There was a fracas in the highly important world of Transfer Deadline Day when the footballer Peter Odemwingie turned up to a football club, QPR (I thought you said football club!! LOLZ), saying he was there to sign for them. Only the team that owns him, West Brom, hadn’t sold him and hadn’t given him any permission to go to QPR and agree how many pounds they would pay him to be mainly ineffective.
This in itself is the behaviour of someone who is perhaps not concerned with the to-ings and fro-ings of what we call reality. It was exagerrated by the media coverage of Transfer Deadline Day by the Sky Sports News channel. Which in turn was exagerrated by QPR being managed by reclusive savant Harry Redknapp – a man who shuns the media at the best of times, come transfer deadline day it is like trying to get hold of Willy Wonka, pre-Golden Ticket exposure.
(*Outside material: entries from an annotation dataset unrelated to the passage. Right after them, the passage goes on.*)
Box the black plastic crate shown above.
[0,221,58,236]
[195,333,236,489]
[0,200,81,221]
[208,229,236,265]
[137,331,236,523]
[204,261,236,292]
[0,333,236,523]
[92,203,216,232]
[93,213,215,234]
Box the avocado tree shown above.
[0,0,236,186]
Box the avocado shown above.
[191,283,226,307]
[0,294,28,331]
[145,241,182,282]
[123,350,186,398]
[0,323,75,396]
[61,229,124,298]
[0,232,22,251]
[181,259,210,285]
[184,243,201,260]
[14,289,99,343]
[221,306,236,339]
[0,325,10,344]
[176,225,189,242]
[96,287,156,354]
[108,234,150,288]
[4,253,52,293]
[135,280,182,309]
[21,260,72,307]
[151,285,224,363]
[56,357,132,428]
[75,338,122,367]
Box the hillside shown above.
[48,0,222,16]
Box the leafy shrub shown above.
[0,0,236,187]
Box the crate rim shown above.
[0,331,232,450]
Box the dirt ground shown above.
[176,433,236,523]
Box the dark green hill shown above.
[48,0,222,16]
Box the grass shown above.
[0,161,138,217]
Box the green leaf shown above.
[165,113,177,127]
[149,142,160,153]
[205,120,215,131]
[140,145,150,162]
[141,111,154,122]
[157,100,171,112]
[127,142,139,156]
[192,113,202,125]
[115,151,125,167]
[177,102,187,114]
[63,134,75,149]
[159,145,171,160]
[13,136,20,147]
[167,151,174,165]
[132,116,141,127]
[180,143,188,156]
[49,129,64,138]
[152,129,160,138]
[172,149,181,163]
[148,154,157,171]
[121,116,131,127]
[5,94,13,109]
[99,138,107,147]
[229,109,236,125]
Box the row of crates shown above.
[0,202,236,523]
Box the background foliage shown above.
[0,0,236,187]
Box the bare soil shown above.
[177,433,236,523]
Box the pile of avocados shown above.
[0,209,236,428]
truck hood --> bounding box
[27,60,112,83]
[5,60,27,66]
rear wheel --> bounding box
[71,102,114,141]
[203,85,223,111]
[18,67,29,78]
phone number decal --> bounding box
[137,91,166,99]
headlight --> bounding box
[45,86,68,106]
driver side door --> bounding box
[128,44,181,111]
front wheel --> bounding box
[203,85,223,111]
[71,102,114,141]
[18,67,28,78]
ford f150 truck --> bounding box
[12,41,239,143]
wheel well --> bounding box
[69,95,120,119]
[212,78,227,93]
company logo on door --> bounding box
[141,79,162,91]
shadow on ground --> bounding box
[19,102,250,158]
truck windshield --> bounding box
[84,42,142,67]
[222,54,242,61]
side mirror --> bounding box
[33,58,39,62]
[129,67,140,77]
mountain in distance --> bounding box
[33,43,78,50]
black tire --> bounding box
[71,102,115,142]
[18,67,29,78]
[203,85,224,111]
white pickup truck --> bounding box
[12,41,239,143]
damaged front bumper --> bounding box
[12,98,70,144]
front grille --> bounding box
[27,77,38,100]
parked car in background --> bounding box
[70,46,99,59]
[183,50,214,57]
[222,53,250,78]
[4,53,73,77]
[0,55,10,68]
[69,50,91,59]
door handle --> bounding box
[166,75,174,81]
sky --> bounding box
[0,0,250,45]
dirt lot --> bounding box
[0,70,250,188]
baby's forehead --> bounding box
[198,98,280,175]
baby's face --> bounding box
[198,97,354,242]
The result was that Odemwingie was interviewed on camera where he talked as though his transfer had gone through. It hadn’t. We have all misread emails. Clearly Odemwingie had read “Transfer to QPR scoobied – you’re staying at QPR” as “Your move to QPR has gone through – drive to the ground and proudly announce it to the assembled press.”
All this made me think of David Boon. Not the squat former Australian Test batsmen who once drank 193 cans of lager on a flight from England to Australia. No, another David Boon.
On the first day at my secondary school a lad called David Boon turned up. He wasn’t meant to be there, he hadn’t applied or anything. His older brother was a fifth year at the time* and it seemed his parents had just assumed he could go to the school. It wasn’t David’s fault, of course, but he shouldn’t have been there. People were turned away from my school because of the number of people who applied, or rather the number of parents who placed a decent academic and sporting regime above developing the ablity to talk to women (all boys school).
But they just let him stay. Yes, he had ignored the prescribed process of applying. But he had bought the tie and was here now. There was no real way he could go to another school now was there? In many ways he was probably a drain on resources over the next five years. But that extra strain on the teachers was just ignored because it was a bit awkward for anyone to have a conversation about it.
If only Odimwingie was less brash. If he had just turned up meekly at QPR today wearing their shirt everyone might just have let him get on with it.
*His older brother was quite the big man on campus, academically speaking anywway. David was not. David was one of those people who was the very button of meekness. I always feel a bit sorry for people who are deservedly in someone else’s shadow. Oddly enough I couldn’t care less about people who are unfairly thought of in favour of a sibling or colleague (unless it is me).